Pour obtenir une place dans l'un des ports du Léman, il faut s'armer de patience. Markus Burkhardt est un navigateur aguerri. Ce skipper a fait plusieurs traversées transatlantiques et emmène ses clients en haute mer.
Il y a 12 ans, le marin suisse achète un bateau sur le Léman. "Je me suis inscrit à tous les ports en espérant trouver une place officielle", explique-t-il jeudi dans le 19h30 de la RTS. Après une décennie à trouver des arrangements, il a enfin obtenu une place l'année dernière. "Ça a quand même duré 10 ans."
Plus d'une vingtaine d'années
Les recherches de la RTS auprès des ports suisses du Léman montrent en effet que l'attente est longue pour obtenir une place d'amarrage.
À Genève, tous les ports sont gérés par le canton, sauf la Nautique. La liste d'attente s'est considérablement raccourcie depuis 2021 et l'entrée en vigueur d'une nouvelle directive qui interdit de transférer une place lors de la vente d'un bateau. Désormais, il faut attendre entre 4 et 5 ans.
Sur les rives valaisannes et vaudoises, les ports sont gérés par les communes, à l'exception de quelques ports privés. Les marins inscrits sur une liste d'attente doivent patienter de quelques années à plus de 25 ans. Le record autour du lac se trouve dans la région nord du lac: 45 ans en moyenne pour obtenir une place au port des Batiaux, à Allaman. A noter que c'est le seul port vaudois géré par le Canton.

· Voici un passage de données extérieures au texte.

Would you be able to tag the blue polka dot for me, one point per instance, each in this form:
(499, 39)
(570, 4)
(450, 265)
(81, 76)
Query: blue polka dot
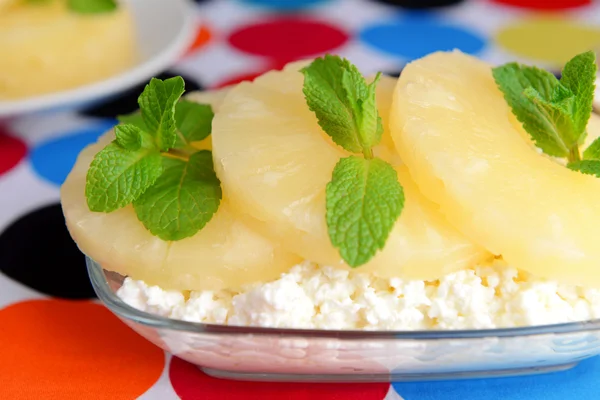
(285, 5)
(581, 382)
(53, 159)
(417, 36)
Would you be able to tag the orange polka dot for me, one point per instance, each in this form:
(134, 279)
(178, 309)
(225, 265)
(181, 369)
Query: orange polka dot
(202, 37)
(58, 349)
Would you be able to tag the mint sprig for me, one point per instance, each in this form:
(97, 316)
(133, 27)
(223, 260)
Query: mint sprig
(364, 198)
(92, 6)
(553, 112)
(183, 199)
(152, 164)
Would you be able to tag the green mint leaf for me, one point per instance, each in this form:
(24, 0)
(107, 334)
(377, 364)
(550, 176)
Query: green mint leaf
(589, 167)
(369, 121)
(579, 76)
(343, 103)
(557, 114)
(118, 176)
(129, 136)
(593, 151)
(183, 199)
(92, 6)
(513, 79)
(134, 118)
(157, 103)
(364, 199)
(194, 120)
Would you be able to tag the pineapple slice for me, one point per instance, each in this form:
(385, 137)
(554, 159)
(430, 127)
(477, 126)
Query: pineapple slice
(225, 254)
(274, 163)
(455, 132)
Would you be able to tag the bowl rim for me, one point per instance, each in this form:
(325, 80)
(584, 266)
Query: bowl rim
(113, 84)
(125, 311)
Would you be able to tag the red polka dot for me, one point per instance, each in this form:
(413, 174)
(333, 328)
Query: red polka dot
(12, 150)
(190, 383)
(545, 4)
(203, 36)
(57, 349)
(287, 39)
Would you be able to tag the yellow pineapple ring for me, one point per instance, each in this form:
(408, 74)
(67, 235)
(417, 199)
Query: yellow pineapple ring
(455, 132)
(225, 254)
(274, 163)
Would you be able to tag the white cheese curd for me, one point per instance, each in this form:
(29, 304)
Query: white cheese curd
(493, 295)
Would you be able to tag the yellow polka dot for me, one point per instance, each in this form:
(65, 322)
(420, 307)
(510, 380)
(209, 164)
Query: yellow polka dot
(550, 39)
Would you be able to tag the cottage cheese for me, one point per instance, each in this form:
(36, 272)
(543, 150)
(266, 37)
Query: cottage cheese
(493, 295)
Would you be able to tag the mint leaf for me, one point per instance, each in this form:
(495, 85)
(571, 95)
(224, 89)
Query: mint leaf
(364, 200)
(369, 121)
(118, 176)
(343, 103)
(579, 76)
(593, 151)
(193, 120)
(513, 79)
(557, 114)
(157, 103)
(129, 136)
(134, 118)
(183, 199)
(92, 6)
(589, 167)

Priorité à la famille et aux résidents
Dans tous les ports publics, les navigateurs restent locataires de la place: il est interdit de la vendre ou de la remettre à un tiers. La plupart des communes acceptent toutefois qu'elle soit transmise à la famille ou que les héritiers directs puissent la récupérer.
Sur les listes d'attente, sauf quelques exceptions, les communes favorisent souvent leurs résidents. Les habitants des communes limitrophes, du district ou du canton sont inscrits comme viennent-ensuite. Dans ces cas, obtenir une place d'attente s'avère compliqué, voire impossible.
Revoir le règlement
Au port du Taillecou, à St-Prex, il faut patienter jusqu'à une vingtaine d'années pour obtenir l'une des 130 places. "C'est regrettable, mais posséder un bateau est un luxe. C'est normal qu'on doive attendre pour un luxe de ce type", justifie Maria Chiara Barone, cheffe du Service de l'urbanisme et des infrastructures.
C'est regrettable, mais posséder un bateau est un luxe
L'attente peut être d'autant plus frustrante que, dans beaucoup de ports, certains bateaux ne semblent pas naviguer. Pour garantir un accès plus équitable, certaines communes songent à revoir leur règlement.
"L'outil pour essayer de dynamiser le port, c'est de réviser le règlement [...] dont l'obligation de naviguer", détaille l'élue dans La Matinale.
La solution du partage
Face à la pénurie, le "boat sharing", le partage de bateau en français, se développe sur le Léman. En 2020, après un appel d'offres, la ville de Lausanne a attribué 17 de ses 1723 places à différents clubs nautiques. Ceux-ci mettent à disposition des bateaux auprès de leurs abonnés ou sociétaires.
On partage les bateaux, on partage les frais
A Lausanne, le Club Folle Brise propose à ses membres d'utiliser ses voiliers de manière illimitée contre une cotisation annuelle. Pour son président, Markus Reichle, cette solution est idéale: "On partage les bateaux, on partage les frais. Et puis au niveau de l'optimisation de l'utilisation des bateaux, c'est vraiment ce qu'il y a de mieux", juge-t-il.
Le défi des nouveaux ports
Les ports suisses du Léman comptent plus de 13'000 places d'amarrage au total. Mais construire de nouveaux ports n'est pas simple. Il faut concilier les intérêts des navigateurs et ceux des riverains ou encore des défenseurs de l'environnement.
Il aura fallu cinquante ans pour que le port du Torry soit construit. Fruit d'une entente intercommunale entre Mies et Tannay (VD), il offre désormais 136 places, dont 125 pour la location.
Dans l'embouchure de la Venoge, les communes de Préverenges et St-Sulpice se partagent, elles, une centaine de places d'amarrage. Celles-ci doivent être déplacées dans le cadre du chantier de renaturation de la rivière. Les communes s'étaient alliées pour créer un nouveau port de 250 places à St-Sulpice, mais le Conseil communal de Préverenges a refusé, cet hiver, un crédit d'étude qui aurait marqué la première étape du projet.